Ce projet de loi pernicieuse met en lumière les dynamiques vitales (et néanmoins ignorées) qui ont cours à Washington. Premièrement, les journalistes adorent se lamenter sur le manque de consensus bipartisme à Washington, alors que la seule mention du mot ‘’Israël’’ fait que la plupart des membres des deux partis s’alignent illico dans un show d’unanimité qui ferait rougir d’envie le régime nord-coréen. Même si le monde entier condamne les agressions israéliennes, ou déclare les colonies illégales, le Congress américain − à travers les lignes partisanes et idéologiques − trouve une harmonie complète en s’unissant contre le consensus mondial, et en défense du gouvernement israélien.
Deuxièmement, le débat sur la liberté d’expression aux Etats-Unis est incroyablement sélectif et perverti. Les experts et les politiciens adorent partir en croisade pour la liberté d’expression et s’en faire les champions − quand ça implique défendre les idées mainstream ou stigmatiser les groupes marginalisés et sans pouvoir comme les collégiens issus des minorités. Mais quand il s’agit des attaques les plus systémiques, puissantes et dangereuses contre la liberté d’expression aux Etats-Unis et plus généralement en Occident − la tentative de criminaliser l’expression et l’activisme contre l’occupation coloniale du gouvernement israélien − ces combattants de la liberté d’expression restent, en général, silencieux.
Troisièmement, l’AIPAC continue à être l’un des lobbies les plus puissants, et pernicieux, du pays.

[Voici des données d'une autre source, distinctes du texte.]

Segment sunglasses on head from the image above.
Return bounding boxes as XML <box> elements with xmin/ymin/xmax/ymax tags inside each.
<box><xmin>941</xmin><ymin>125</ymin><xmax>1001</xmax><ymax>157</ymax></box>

En quel sens concevable est-il au bénéfice des Américains de les transformer en félons pour crime d’engagement politique contre le gouvernement d’une autre nation ? Et ce n’est pas la première tentative qu’il font à travers leurs congressistes les plus dévoués ; Cardin, par exemple, a déjà réussi à insérer dans les lois sur le commerce des dispositions qui défavorisent quiconque soutient un boycott d’Israël.
Enfin, il est difficile d’exprimet en mots l’ironie de voir beaucoup des plus connus et bien-aimés congressistes leaders de la Résistance anti-autoritaire − Gillibrand, Schiff, Swalwell et Lieu −, parrains d’une des lois les plus oppressives et autoritaristes présentés au Congrès depuis des années. Comment peut-on crédiblement fulminer contre "l’autoritarisme" tout en parrainant une loi qui dicte aux citoyens américains les opinions politiques qu’ils sont ou ne sont pas autorisés à épouser, sous peine de poursuites judiciaires ? Quelque soient les labels qu’on veuille appliquer aux parrains de cette loi, "l’anti-autoritarisme" ne devrait pas en être.